I am experiencing episodes almost every night and I’m frightened now to close my eyes I seam to know when it’s going to happen as I get a bit of a headache But after a episode my headache feels 10 times worse I leave the light on as I am very frightened
Thank you for sharing this with us, we’re sorry to hear about your challenges with sleep paralysis. If your sleep paralysis is severe enough to impede your daily life, which sounds like it may be, the best thing you can do is talk to your doctor about what’s going on. They’ll be able to help or refer you to a sleep specialist. Of course, you can always try tweaking bedtime and sleep habits in the meantime to improve your shut-eye, but a trusted medical professional will be able to provide the best assistance.
I suffer from recurring sleep paralysis since I was about the age of 5, over 13 years now.
I have researched far and wide and I hate to be this person but much of the information in this post is inaccurate and should be re-checked/sited.
I recommend using EDU sites or at least siting your sources.
I don’t want people coming in here doing something wrong during sleep paralysis knowing they have to deal with this like I do, maybe even worse.

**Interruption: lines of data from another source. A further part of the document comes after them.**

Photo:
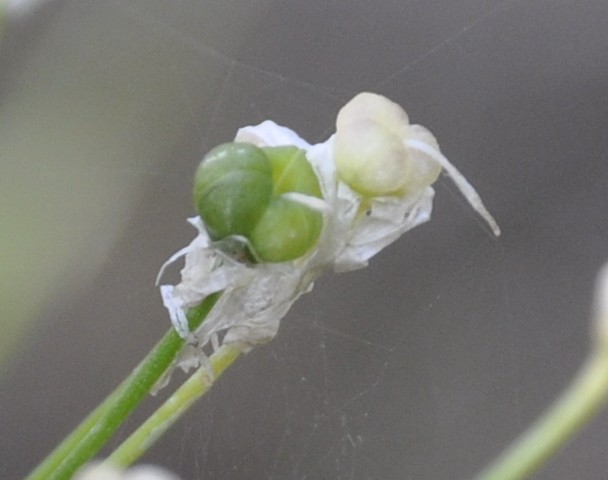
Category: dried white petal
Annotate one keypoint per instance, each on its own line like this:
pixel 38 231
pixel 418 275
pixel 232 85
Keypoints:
pixel 256 297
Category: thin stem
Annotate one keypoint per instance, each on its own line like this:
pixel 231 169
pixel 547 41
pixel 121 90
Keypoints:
pixel 92 434
pixel 573 409
pixel 173 408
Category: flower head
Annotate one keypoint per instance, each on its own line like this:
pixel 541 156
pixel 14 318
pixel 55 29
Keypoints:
pixel 375 177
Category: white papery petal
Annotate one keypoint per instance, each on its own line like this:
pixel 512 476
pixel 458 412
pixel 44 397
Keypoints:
pixel 256 297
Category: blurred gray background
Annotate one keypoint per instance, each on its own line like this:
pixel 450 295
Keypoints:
pixel 422 366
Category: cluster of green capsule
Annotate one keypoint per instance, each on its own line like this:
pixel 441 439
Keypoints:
pixel 239 191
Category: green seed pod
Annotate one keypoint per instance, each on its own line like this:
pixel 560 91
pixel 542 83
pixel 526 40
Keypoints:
pixel 238 191
pixel 286 231
pixel 232 188
pixel 291 171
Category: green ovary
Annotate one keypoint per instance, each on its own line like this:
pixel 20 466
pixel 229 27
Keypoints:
pixel 238 191
pixel 286 231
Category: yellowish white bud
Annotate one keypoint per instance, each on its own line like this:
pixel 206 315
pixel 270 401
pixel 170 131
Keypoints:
pixel 371 153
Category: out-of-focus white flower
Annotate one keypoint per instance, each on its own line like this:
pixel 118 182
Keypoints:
pixel 101 471
pixel 375 174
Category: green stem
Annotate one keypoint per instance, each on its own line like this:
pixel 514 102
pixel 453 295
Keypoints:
pixel 92 434
pixel 573 409
pixel 170 411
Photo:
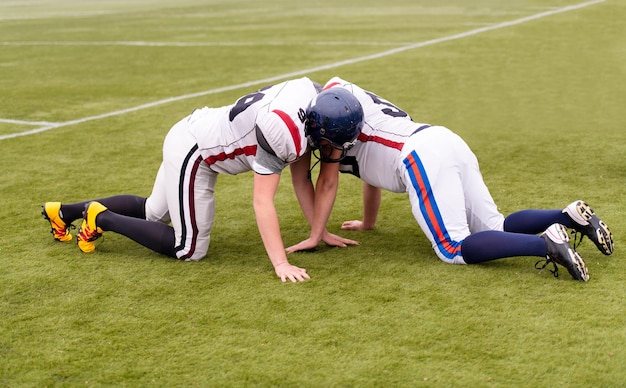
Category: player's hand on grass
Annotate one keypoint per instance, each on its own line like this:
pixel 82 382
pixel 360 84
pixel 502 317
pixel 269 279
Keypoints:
pixel 355 225
pixel 306 245
pixel 337 241
pixel 287 271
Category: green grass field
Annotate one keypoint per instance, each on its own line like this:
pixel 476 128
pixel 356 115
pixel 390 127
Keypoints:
pixel 538 94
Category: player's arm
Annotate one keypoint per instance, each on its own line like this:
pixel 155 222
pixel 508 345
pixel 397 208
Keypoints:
pixel 305 193
pixel 325 193
pixel 265 187
pixel 371 204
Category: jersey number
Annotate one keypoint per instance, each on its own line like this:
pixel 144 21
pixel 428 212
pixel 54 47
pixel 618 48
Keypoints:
pixel 243 103
pixel 391 109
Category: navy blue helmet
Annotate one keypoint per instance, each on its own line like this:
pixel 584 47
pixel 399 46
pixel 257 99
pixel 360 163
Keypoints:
pixel 335 116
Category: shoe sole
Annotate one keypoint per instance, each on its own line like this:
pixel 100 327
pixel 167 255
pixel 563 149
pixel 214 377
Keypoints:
pixel 67 237
pixel 593 226
pixel 576 266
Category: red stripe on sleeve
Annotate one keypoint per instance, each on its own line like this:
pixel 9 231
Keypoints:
pixel 293 129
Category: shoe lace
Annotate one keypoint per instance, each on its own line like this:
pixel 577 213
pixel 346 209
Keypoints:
pixel 543 263
pixel 577 238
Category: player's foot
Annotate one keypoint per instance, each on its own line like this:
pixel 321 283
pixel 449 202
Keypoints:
pixel 89 231
pixel 59 229
pixel 561 252
pixel 587 223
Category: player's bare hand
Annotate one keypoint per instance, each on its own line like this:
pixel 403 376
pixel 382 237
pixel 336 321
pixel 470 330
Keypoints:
pixel 354 225
pixel 305 245
pixel 287 271
pixel 337 241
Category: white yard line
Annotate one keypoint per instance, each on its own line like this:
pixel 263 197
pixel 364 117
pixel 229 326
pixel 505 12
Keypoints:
pixel 310 70
pixel 195 44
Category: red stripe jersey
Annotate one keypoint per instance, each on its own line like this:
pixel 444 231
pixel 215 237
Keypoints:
pixel 227 138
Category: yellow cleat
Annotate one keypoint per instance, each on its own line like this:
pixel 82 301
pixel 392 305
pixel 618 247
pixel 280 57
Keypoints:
pixel 59 229
pixel 89 231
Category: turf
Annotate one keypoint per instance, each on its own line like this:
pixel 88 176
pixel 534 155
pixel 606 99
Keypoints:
pixel 540 102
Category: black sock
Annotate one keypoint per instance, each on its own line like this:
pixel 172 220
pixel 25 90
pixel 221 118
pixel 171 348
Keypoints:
pixel 151 234
pixel 125 204
pixel 492 245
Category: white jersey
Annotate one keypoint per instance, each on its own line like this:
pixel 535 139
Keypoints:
pixel 227 138
pixel 449 198
pixel 376 157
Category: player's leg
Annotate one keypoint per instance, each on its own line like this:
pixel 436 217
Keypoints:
pixel 578 215
pixel 189 195
pixel 154 235
pixel 444 207
pixel 61 216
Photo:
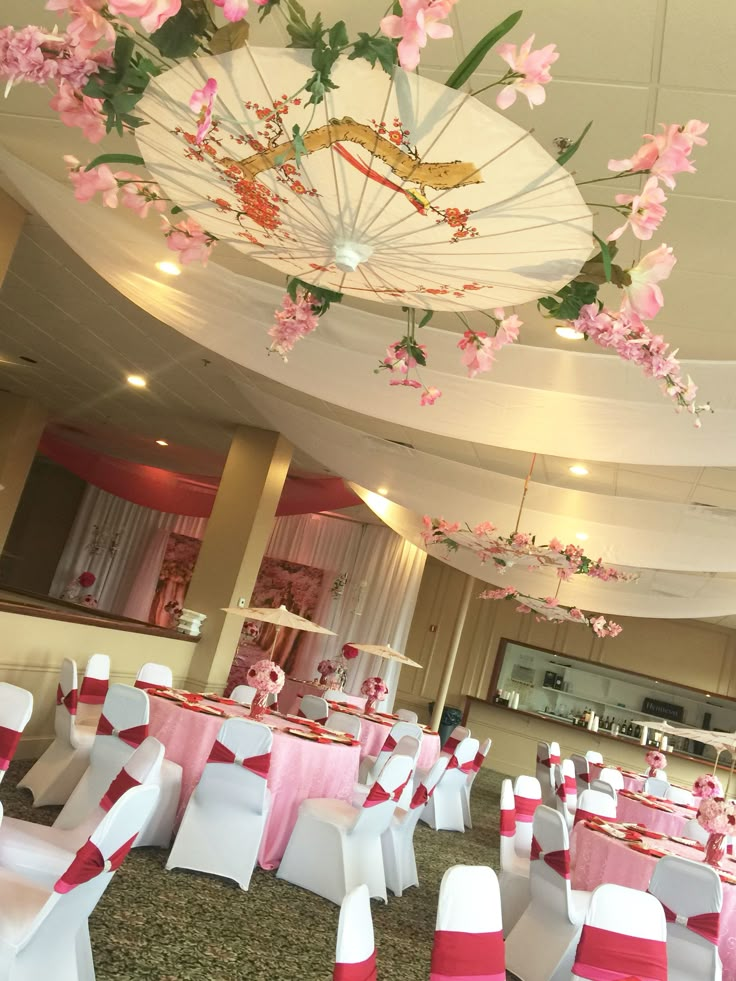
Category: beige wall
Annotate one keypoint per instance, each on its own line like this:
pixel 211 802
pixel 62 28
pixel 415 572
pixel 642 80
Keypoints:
pixel 32 649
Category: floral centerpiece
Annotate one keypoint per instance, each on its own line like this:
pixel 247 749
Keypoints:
pixel 656 761
pixel 375 689
pixel 718 817
pixel 706 786
pixel 268 679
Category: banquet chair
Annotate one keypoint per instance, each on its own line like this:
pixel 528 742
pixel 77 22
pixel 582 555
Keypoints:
pixel 243 694
pixel 623 937
pixel 93 689
pixel 152 675
pixel 469 906
pixel 480 756
pixel 44 932
pixel 656 787
pixel 16 707
pixel 593 803
pixel 444 810
pixel 223 824
pixel 42 853
pixel 355 951
pixel 344 722
pixel 334 846
pixel 57 772
pixel 313 707
pixel 582 772
pixel 122 727
pixel 542 945
pixel 691 895
pixel 370 766
pixel 514 878
pixel 397 841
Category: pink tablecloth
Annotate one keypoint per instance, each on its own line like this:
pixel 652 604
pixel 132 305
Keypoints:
pixel 292 692
pixel 599 859
pixel 299 769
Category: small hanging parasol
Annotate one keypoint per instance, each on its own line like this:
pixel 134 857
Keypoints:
pixel 385 650
pixel 278 615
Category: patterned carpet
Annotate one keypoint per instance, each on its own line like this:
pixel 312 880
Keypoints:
pixel 153 925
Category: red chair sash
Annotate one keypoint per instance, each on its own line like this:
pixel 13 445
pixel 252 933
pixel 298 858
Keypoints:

One very notable thing is that you said you shouldn’t/cant wake yourself from sleep paralysis by trying to move, YOU ABSOLUTELY can and this is one of the first tricks you can try a couple times.
(For those that want to wiggle out of Sleep Paralysis, this works more for some people).
Start by attempting to wiggle (Tongue, Fingers, Toes -then- Hand, Feet, -by this point you should be able to quickly wiggle everything out of the Sleep Paralysis).
-Again not posting this to be rude, just informative, it’s hard to correct someone in a typed out message without coming off rude.
I simply suggest more research and comparing/contrasting from multiple studies and checking where the studies are from/who they’re by. <3
Thank you for reaching out to us, we really appreciate your comment! While we do our best to provide the most accurate, sound information to our readers, we’re always looking to improve and open to feedback. We’ll be working with our editorial team to revise and fact-check this post. Once we have this post updated, I’d love to email you a link with the newest edits so you can check it out.